The fair value of the Group’s lease obligations approximates the carrying amount. The average remaining lease term is 10 years (2009: two years, 2008: three years). For the year ended 31 December 2010, the effective borrowing rate was 14% (2009: 2.8%, 2008: 2.8%).

The significant increase in the year is due to the Jubilee FPSO (Kwame Nkrumah) being recognised as a finance lease in accordance with IAS 17, Leases.

Note 20. Provisions

(i) Decommissioning costs

  2010
$m
2009
$m
2008
$m
At 1 January 223.5 194.0 269.9
New provisions and changes in estimates 55.5 6.6 18.8
Disposal of subsidiaries (note 26) (2.2) (70.3)
Decommissioning payments (10.3) (2.0) (0.4)
Unwinding of discount (note 5) 13.3 14.7 18.8
Currency translation adjustment (3.4) 12.4 (42.8)
At 31 December 278.6 223.5 194.0

The decommissioning provision represents the present value of decommissioning costs relating to the UK, African and Asian oil and gas interests, which are expected to be incurred up to 2035. During 2010 a review of all decommissioning estimates was undertaken by an independent specialist and the 2010 financial statements now include estimates in accordance with this study.

Assumptions, based on the current economic environment, have been made which management believe are a reasonable basis upon which to estimate the future liability. These estimates are reviewed regularly to take into account any material changes to the assumptions. However, actual decommissioning costs will ultimately depend upon future market prices for the necessary decommissioning works required which will reflect market conditions at the relevant time. Furthermore, the timing of decommissioning is likely to depend on when the fields cease to produce at economically viable rates. This in turn will depend upon future oil and gas prices, which are inherently uncertain.

(ii) Deferred taxation

  Accelerated tax depreciation
$m
Decommissioning
$m
Revaluation of financial assets
$m
Other timing differences
$m
PRT
$m
Total
$m
At 1 January 2008 (766.2) 102.5 21.1 31.1 (2.7) (614.2)
Charge/(credit) to income statement 137.0 (8.3) (5.4) (28.6) (7.1) 87.6
Credit to other comprehensive income (7.0) (7.0)
Credit directly to equity (13.7) (13.7)
Exchange differences 98.0 (50.2) (6.6) 2.3 43.5
At 1 January 2009 (544.9) 44.0 8.7 (4.1) (7.5) (503.8)
Charge/(credit) to income statement 39.2 21.5 (2.9) 45.4 (0.2) 103.0
Credit to other comprehensive income (12.4) (12.4)
Credit directly to equity 1.3 1.3
Exchange differences (16.0) 4.7 0.9 (0.8) (11.2)
At 1 January 2010 (521.7) 70.2 (6.6) 43.5 (8.5) (423.1)
Charge/(credit) to income statement (106.8) (5.3) 6.0 152.8 6.0 52.7
Credit to other comprehensive income 8.2 8.2
Charge directly to equity 3.7 3.7
Exchange differences 5.9 (1.9) (0.2) (0.9) 0.2 3.1
At 31 December 2010 (622.6) 63.0 7.4 199.1 (2.3) (355.4)
  2010
$m
2009
$m
2008
$m
Deferred tax liabilities (466.1) (473.5) (503.8)
Deferred tax assets 110.7 50.4

No deferred tax has been provided on unremitted earnings of overseas subsidiaries, as the Group has no plans to remit these to the UK in the foreseeable future.
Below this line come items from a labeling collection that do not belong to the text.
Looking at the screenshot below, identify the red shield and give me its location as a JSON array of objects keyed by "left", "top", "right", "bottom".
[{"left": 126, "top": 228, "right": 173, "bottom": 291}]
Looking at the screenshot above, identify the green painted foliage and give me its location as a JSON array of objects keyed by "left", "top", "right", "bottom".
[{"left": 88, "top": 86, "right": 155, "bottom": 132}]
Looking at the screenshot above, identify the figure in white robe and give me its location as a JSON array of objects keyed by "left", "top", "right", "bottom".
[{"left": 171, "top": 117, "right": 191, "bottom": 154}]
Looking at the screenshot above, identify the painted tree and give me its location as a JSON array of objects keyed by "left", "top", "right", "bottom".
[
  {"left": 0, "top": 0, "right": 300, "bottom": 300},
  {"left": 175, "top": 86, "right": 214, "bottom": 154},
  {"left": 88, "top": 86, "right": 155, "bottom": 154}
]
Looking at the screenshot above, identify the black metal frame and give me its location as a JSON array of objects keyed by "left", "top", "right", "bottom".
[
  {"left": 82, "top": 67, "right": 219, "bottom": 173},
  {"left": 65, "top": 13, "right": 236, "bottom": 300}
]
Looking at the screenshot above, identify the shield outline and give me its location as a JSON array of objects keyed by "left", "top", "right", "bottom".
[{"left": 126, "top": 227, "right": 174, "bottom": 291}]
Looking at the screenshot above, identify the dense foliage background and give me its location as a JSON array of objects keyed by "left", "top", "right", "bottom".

Deferred tax assets are recognised only to the extent it is considered probable that those assets will be recoverable. This involves an assessment of when those deferred tax assets are likely to reverse, and a judgement as to whether or not there will be sufficient taxable profits available to offset the tax assets when they do reverse. This requires assumptions regarding future profitability and is therefore inherently uncertain. To the extent assumptions regarding future profitability change, there can be an increase or decrease in the level of deferred tax assets recognised which can result in a charge or credit in the period in which the change occurs.